### **1. Install PRAW (Python Reddit API Wrapper)**

In [3]:
#!pip install praw

#### From the [PRAW documentation](https://praw.readthedocs.io/en/stable/getting_started/quick_start.html):

#### Prerequisites

* **Python Knowledge**:
You need to know at least a little Python to use PRAW. PRAW supports Python 3.7+. If you have any issues, feel free to discuss with the instructional team.

* **Reddit Knowledge**:
A basic understanding of how Reddit works is a must. In the event you are not already familiar with Reddit start at [**Reddit Help**](https://support.reddithelp.com/hc/en-us).

* **Reddit Account**:
A Reddit account is required to access Reddit’s API. Create one at [**reddit.com**](https://www.reddit.com/).

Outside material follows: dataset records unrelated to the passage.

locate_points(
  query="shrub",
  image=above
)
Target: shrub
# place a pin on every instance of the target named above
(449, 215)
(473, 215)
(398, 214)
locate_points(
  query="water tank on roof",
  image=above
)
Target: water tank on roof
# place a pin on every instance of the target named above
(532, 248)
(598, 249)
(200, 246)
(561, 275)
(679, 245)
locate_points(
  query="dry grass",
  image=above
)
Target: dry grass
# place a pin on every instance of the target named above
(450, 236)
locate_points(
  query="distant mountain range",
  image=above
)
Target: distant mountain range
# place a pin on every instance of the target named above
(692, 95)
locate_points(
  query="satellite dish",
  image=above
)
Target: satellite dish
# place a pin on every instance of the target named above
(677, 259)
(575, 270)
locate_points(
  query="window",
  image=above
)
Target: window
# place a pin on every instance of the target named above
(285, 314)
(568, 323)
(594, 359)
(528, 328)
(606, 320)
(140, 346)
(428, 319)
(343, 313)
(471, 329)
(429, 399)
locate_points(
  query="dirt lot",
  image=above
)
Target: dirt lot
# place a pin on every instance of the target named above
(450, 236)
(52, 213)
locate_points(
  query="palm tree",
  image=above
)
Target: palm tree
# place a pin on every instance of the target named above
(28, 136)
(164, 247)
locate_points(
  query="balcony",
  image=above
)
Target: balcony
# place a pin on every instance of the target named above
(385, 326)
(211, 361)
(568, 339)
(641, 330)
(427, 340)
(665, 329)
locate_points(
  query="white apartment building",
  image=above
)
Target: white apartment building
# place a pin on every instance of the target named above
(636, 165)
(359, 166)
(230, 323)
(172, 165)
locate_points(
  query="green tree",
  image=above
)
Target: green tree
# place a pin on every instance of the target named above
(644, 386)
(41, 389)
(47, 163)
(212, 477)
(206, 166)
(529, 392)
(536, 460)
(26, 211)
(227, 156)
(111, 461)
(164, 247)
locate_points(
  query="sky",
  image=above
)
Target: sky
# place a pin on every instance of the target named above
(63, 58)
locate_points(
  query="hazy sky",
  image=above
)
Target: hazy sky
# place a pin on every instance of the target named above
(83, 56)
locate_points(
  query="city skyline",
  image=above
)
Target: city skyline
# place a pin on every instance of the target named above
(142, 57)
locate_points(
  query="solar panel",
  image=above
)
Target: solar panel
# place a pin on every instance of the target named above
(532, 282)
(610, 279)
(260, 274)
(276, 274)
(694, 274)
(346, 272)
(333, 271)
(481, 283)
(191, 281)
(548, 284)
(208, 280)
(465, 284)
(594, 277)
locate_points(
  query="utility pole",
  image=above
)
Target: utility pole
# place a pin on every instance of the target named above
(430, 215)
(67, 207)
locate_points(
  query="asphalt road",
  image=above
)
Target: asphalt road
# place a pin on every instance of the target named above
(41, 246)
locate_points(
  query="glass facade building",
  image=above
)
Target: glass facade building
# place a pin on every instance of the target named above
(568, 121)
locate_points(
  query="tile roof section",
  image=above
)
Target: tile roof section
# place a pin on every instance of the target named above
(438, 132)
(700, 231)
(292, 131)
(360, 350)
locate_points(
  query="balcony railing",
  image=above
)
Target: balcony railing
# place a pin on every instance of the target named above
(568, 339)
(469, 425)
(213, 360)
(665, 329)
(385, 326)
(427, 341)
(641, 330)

* **Client ID & Client Secret**:
These two values are needed to access Reddit’s API as a script application (see [Authenticating via OAuth](https://praw.readthedocs.io/en/stable/getting_started/authentication.html#oauth) for other application types). If you don’t already have a client ID and client secret, follow [**Reddit’s First Steps Guide**](https://github.com/reddit-archive/reddit/wiki/OAuth2-Quick-Start-Example#first-steps) to create them.

* **User Agent**:
A user agent is a unique identifier that helps Reddit determine the source of network requests. To use Reddit’s API, you need a unique and descriptive user agent. The recommended format is `<platform>:<app ID>:<version string> (by u/<Reddit username>)`. For example, `android:com.example.myredditapp:v1.2.3 (by u/kemitche)`.

Read more about user agents at [Reddit’s API wiki page](https://github.com/reddit-archive/reddit/wiki/API).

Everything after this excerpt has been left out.